This week, I was able to connect a live pipe between the Scarlett audio interface and Aubio to generate a real-time stream of pitch values . From initial testing I was able to generate a mapping to understand the pitch value output. It follows that middle C (C4) maps to a value of 60, with every semi-tone increasing or decreasing the value by one point. I did notice some potential issues from the live audio testing.
- Any elongated or plosive consonants (“ssss”, “ttt”, “pppp”) caused a spike into the 100+ range which is out of the bounds we are considering for expected pitch as it would put the sound in and above the 7th octave (above what a piano can play). Accounting for that is important but since it is so high, it might be easiest to simply ignore values outside the expected range.
- Chords behave abnormally. When two notes or more are played simultaneously, the output value was either lower than any of the pitches played or simply read “0.0” which is the default no-input or error value output. I believe there is a specific way to handle chords but this requires further digging into the documentation.

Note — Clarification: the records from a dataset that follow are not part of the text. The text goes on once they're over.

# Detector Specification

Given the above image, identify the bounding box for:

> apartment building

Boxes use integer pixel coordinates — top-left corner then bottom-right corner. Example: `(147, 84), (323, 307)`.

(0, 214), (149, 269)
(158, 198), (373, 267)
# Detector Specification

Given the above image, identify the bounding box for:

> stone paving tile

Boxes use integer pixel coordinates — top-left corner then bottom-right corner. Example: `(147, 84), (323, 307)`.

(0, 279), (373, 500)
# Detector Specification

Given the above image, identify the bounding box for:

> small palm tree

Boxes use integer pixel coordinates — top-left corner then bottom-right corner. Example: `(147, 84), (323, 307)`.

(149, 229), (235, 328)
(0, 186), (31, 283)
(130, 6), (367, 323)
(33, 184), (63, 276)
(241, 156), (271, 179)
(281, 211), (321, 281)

- Speaking seems to consistently generate an output of “0.0” which is good, however some quick transitions from speaking to singing yielded mixed results. Sometimes the pitch detection would work immediately and other times it took a second to kick in.
- Lastly, the pitch value provided has a decimal that corresponds to the number of cents each pitch is off by relative to the fundamental pitch. Accounting for notes that are within +/- 0.5 from a just pitch will be important. Vibrato varies from person to person but for me, at least, it seemed to be within that tolerance which is a good thing.
Is your progress on schedule or behind? If you are behind, what actions will be taken to catch up to the project schedule?
I am just about on schedule. This is an ongoing learning progress but being able to sing live or play live and have a pitch value output is promising.
What deliverables do you hope to complete in the next week?
I hope to refine and create a more robust output that takes the average pitch over a short duration to create a pitch event list that is more parseable for the timing algorithm.